Now, I like train stations. I list Milan Central, Paddington and Antwerp among my favourites (get me!) and Delhi station comes, erm, nowhere near that list. There’s a certain romance to a train station – or at least there ought to be. You tend to imagine it filled with steam as the engines pull out, with people waving handkerchieves at loved ones, running alongside the train. Or something like that. Delhi station at 6am was hardly a romantic setting.

The rats, however, love it. To be fair, it was much cleaner than I had expected, and the Shataabdi Express that would take us from Delhi to Jaipur in just over 3 hours puts much of the British rail network to shame.

The reservation system may appear archaic, with lists being pinned to a notice board before departure, but it works. And this seems to go for much of India. While Britain’s attempts to modernise have resulted in complete and utter failure, India has barely even bothered. As a result, the trains run (almost) on time and the Delhi-Jaipur train is actually quite pleasant to travel on. For a start, you get food – and lots of it. And newspapers. And tea. And more tea. And a free water bottle.

Toilet no. 1: A Jaipur Shopping Mall

It was about ten in the morning when we arrived in Jaipur and the mercury was rising by the second. Shanaz called a friend of her sister who lived in Jaipur, who I at first assumed to be called Ratshit. I didn’t want to say anything. I think his name was Rakshet, and he was an overwhelmingly nice bloke – and a huge help, as he provided us with a taxi driver for the day.

Our first request was to find a “clean” toilet, as I was about to keel over from the heat and the need to, erm, “go”. We were taken to a Café that didn’t actually have a toilet, but pointed us in the direction of the shopping centre, and off I went. Now, for our American readers who flinch at the mere mention of a lavatory, I do apologise. This is going to be rather graphic, so perhaps you can copy it all into Word and do a Find/Replace on toilet (change to washroom), pooh (change to doody or something), and any other offensive terms. Sorry.

Toilet number 1 came without toilet paper, although thankfully it wasn’t a squatting toilet. However, the floor was covered in water and other substances, and I did come prepared. Still, it wouldn’t do, and I was dreaming of gold-plated toilets with trained monkeys handing you a hot towel when you’re done. Maybe with a plasma screen showing Everton’s greatest victories in the toilet itself. Glorious.

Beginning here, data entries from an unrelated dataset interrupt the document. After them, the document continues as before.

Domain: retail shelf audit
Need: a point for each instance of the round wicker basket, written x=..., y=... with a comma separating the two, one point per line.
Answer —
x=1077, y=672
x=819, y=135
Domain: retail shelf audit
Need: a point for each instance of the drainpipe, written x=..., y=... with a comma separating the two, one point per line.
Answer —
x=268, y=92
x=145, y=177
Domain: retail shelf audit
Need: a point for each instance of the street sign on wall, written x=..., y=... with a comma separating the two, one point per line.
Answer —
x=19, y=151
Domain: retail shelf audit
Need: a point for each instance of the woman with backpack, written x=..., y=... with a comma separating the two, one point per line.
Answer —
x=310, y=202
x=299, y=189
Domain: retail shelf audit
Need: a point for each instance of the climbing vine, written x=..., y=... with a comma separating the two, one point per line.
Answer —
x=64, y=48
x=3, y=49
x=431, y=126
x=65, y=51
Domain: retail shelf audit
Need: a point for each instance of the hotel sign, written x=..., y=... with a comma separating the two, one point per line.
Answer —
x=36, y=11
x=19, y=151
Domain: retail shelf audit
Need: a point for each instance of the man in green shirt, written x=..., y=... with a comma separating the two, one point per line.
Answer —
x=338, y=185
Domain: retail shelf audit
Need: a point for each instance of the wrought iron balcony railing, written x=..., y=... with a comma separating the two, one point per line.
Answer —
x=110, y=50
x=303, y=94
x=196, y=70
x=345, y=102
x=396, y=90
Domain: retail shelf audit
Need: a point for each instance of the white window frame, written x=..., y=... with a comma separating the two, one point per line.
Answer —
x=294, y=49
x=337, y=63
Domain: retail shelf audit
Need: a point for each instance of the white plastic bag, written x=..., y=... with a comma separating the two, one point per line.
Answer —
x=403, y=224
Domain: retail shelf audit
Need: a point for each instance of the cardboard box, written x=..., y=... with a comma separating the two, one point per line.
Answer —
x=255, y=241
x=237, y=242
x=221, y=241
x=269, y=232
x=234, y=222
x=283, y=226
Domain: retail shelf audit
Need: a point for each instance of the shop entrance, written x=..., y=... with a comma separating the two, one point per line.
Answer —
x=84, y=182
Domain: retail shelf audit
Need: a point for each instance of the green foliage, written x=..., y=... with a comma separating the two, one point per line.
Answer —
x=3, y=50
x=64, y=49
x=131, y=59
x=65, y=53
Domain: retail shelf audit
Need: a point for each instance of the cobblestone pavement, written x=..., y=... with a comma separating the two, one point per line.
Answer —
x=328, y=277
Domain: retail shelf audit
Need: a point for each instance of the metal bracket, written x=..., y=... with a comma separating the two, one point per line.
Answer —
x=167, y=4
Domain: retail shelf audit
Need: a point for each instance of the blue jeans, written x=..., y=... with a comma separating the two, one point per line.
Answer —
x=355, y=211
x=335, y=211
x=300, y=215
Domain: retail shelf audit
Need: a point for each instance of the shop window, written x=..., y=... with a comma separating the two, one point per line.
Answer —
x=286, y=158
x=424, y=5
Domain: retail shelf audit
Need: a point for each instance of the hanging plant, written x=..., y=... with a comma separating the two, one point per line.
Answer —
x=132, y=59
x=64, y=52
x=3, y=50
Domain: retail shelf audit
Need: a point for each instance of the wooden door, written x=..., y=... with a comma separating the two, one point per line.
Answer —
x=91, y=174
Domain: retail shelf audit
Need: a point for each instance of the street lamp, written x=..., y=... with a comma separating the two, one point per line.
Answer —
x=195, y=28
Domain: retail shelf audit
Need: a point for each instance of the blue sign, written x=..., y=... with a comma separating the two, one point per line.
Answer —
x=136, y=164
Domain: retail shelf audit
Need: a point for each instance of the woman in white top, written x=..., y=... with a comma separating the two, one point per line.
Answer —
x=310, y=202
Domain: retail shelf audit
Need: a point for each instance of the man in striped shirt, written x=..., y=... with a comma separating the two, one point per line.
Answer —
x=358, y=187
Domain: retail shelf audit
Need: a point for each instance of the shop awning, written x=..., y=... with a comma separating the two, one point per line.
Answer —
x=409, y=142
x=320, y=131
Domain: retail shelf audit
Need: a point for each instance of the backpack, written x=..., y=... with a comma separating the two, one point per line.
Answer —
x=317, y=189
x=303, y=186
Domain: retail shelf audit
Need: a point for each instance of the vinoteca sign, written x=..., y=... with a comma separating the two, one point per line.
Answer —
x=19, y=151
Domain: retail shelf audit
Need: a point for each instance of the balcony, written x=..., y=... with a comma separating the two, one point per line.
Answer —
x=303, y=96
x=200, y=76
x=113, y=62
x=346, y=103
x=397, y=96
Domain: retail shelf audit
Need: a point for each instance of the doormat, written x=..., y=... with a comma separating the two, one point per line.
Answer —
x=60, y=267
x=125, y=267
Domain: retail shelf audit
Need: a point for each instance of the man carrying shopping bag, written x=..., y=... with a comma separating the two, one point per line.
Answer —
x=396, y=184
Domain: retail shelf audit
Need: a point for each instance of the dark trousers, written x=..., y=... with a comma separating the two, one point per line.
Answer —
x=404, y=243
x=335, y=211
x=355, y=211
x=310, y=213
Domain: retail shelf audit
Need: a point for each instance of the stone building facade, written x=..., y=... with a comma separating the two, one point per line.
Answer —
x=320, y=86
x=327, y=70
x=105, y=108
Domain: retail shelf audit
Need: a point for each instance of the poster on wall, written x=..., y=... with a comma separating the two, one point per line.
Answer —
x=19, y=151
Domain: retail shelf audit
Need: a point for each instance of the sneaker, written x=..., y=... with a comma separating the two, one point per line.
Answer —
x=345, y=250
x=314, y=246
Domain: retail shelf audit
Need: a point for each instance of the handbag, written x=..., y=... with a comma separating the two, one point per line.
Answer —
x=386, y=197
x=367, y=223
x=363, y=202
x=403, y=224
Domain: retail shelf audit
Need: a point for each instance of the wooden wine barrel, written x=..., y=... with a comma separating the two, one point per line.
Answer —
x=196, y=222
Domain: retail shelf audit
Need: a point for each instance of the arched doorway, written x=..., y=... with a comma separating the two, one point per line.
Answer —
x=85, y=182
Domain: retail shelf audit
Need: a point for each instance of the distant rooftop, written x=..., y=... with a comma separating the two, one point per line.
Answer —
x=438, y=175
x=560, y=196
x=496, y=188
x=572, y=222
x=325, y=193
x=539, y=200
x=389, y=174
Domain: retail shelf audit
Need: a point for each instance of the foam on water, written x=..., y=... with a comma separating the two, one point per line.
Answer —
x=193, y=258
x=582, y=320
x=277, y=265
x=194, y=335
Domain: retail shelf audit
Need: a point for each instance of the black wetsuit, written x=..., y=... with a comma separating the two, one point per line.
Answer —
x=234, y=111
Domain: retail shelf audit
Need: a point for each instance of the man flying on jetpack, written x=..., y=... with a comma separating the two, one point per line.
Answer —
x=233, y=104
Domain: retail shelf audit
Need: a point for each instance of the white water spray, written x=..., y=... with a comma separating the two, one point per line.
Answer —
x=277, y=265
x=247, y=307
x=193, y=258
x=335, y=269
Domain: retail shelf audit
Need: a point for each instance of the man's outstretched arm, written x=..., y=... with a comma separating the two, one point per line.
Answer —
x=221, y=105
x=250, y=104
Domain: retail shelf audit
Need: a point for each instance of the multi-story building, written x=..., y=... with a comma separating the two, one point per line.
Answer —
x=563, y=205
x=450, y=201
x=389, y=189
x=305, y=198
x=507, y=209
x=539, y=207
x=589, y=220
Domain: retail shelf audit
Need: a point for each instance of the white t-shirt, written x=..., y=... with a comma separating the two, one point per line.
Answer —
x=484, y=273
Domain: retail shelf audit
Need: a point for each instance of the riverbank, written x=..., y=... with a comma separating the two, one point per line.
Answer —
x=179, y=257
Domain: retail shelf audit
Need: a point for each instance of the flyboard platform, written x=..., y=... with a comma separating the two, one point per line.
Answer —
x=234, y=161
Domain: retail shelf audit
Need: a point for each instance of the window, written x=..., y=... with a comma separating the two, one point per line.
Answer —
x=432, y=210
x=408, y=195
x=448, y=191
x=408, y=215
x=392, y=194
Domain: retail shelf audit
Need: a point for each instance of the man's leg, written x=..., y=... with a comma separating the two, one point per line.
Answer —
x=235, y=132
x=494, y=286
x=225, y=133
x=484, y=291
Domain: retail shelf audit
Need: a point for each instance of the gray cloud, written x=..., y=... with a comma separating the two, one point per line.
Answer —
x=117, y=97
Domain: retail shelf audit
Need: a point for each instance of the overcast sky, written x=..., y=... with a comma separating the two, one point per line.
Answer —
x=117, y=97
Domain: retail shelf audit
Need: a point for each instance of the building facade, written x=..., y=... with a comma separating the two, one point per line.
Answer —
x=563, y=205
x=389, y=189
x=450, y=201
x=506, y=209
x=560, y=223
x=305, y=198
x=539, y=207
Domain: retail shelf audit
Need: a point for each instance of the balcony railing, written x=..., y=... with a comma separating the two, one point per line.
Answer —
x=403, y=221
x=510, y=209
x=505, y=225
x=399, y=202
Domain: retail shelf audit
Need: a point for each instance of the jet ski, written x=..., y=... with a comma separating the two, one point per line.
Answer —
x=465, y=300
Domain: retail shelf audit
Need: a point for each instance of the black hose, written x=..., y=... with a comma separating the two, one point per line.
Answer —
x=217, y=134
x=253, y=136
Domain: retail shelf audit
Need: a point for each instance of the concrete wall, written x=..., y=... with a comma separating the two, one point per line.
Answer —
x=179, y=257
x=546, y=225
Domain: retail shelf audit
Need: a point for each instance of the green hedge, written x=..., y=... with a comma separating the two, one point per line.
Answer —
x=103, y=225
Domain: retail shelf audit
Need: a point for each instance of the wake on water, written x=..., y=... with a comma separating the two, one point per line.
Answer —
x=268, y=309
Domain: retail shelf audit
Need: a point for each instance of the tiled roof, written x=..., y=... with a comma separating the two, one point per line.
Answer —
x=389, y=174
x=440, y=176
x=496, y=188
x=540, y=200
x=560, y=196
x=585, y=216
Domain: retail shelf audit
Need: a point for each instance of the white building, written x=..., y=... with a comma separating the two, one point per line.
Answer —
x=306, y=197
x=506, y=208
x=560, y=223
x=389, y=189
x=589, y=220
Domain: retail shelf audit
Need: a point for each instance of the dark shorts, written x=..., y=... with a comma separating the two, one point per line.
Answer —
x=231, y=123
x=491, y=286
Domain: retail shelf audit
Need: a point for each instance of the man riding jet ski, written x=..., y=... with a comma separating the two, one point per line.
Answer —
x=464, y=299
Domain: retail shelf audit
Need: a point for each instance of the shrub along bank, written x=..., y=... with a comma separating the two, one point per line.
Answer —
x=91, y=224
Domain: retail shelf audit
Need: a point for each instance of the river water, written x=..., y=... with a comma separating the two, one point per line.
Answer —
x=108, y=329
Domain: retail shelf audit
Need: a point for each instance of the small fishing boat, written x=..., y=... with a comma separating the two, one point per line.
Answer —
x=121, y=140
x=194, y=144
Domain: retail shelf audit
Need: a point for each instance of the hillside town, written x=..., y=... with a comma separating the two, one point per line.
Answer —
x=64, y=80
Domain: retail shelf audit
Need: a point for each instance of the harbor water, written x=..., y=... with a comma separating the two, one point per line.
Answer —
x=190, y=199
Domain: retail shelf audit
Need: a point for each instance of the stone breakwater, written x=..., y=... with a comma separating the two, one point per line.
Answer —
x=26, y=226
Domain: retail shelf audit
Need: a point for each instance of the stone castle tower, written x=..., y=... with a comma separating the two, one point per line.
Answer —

Toilet no.2: The Taj Hotel, Jaipur

God Bless Our Driver. He found a former Maharaja Palace that was converted into a five-star hotel, replete with courtyards, fountains, manicured gardens, and the best toilet I have seen in many, many years. Marble walls, gold finishings, and a trained servant to hand me a hot towel when I was finished – I could have stayed for hours. We even stayed for drinks, relaxing in wicker chairs in front of the gardens, protected from the blazing sun. It was the best toilet, the best coffee, and the best service ever. It almost made me think that Jaipur was really rather good.